The ID of the AWS access key for the tenant. This will be provided by the Integrations team when the tenant is deployed. Do not share this with anyone outside of the Integrations and Implementation teams.

Secret access key

The secret access key for the tenant. This will be provided by the Integrations team when they deploy the tenant. Do not share this with anyone outside of the Integrations and Implementation teams.

Region

The AWS region in which the tenant is deployed. This can be derived from the Queue URL. For example; ap-southeast-2

Client name

The name of the client. This will be used across the tenant and Connect instance and should be agreed upon with the Integrations team before they deploy the tenant.

Actions

Send message

The only Action available to the component. This will send a message to the customer’s tenant’s SQS queue containing the data required to initialize the archiving process for a single page.

Input fields

An asterisk (*) denotes a required field.

Callback flow ID*

The ID of the Connect flow #3 in your customer’s workspace. This is the flow to which each .warc file will be sent for Connect to forward to the customer’s chosen cloud storage solution.

URL to be archived*

The full customer-facing URL of the page that the archive process will visit to generate the .warc file.
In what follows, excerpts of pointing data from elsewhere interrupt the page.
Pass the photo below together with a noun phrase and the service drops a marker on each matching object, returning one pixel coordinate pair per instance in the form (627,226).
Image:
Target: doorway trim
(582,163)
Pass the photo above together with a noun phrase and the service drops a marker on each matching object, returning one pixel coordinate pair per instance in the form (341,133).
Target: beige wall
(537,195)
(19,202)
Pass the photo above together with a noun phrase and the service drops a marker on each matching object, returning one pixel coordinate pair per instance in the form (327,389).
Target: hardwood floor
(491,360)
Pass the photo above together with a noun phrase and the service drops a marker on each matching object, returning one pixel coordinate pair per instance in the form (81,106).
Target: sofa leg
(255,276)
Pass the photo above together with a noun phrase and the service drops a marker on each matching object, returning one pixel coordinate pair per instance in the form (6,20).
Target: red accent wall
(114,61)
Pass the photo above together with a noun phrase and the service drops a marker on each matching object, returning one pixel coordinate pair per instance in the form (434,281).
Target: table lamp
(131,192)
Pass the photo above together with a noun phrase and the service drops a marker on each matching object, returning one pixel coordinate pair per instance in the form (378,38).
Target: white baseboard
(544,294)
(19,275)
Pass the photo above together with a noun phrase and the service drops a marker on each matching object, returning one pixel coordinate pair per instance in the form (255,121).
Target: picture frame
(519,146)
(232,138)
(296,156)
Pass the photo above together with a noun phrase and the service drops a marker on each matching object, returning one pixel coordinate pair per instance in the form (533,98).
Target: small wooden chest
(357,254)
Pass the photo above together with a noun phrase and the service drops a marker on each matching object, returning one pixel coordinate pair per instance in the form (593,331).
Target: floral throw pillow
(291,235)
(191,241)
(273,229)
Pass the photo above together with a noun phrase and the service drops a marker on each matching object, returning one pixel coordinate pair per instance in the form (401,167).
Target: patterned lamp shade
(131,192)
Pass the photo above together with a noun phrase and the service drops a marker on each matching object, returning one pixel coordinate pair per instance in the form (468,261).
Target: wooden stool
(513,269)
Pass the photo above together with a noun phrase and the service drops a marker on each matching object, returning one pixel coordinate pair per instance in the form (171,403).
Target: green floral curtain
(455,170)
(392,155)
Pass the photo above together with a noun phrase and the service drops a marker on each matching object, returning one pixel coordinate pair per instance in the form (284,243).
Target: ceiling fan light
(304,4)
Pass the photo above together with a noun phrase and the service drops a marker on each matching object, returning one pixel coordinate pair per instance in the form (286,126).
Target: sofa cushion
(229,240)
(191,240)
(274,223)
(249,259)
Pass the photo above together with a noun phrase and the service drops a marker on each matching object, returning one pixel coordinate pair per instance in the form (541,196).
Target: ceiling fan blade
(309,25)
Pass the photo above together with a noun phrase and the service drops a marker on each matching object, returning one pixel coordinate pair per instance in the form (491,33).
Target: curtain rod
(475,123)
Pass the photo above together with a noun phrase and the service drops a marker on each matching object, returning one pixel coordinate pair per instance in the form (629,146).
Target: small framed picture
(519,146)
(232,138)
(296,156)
Last modified date of the page

This can be configured when setting up the Matrix trigger.

Matrix asset ID of the page

This can be configured when setting up the Matrix trigger.

Additional data

Include any additional data here as a JSON object. This data will be added to the .warc file. Examples of additional data are description or collection.

See the .json object below for an example:

{"lastmodby": "editor", "description": "employment", "collection": "Archive Test Website", "disableJS": true }

The additional data JSON object is configured by default to accept the disableJS parameter.

If this is set to true, the archive process will disable JavaScript when it visits the page to archive. This can reduce the size of the generated .warc file if the page is JavaScript-heavy.

Avoid manually setting this value. Allow the Connect flow to extract it from the Webhook data. Steps 4 and 7 of flow #3 will automatically detect a .warc file that is too large and attempt to re-trigger flow #2 with the DisableJS value set to true.

The default value of false will be used if the field is not included, meaning JavaScript will be enabled for the archive.

Output

The action will output a JSON representation of the result of calling the SQS API to add a message to the queue. If successful, it will emit something similar to the following:

{
  "ResponseMetadata": {
    "RequestId": "351785b3-9d45-5639-8b26-ded1ed7ca8b6"
  },
  "MD5OfMessageBody": "f20eee3dbb643b7486c2da434467d7a6",
  "MD5OfMessageAttributes": "7a35f1c8c293a704405f778be2dcbf19",
  "MessageId": "6fbd9555-d8a4-41f8-9af0-f490ddb2c86e"
}

If unsuccessful, it will emit an error message.

Running the sample data process for this action will send a real message to the SQS Queue and thus trigger a page archive.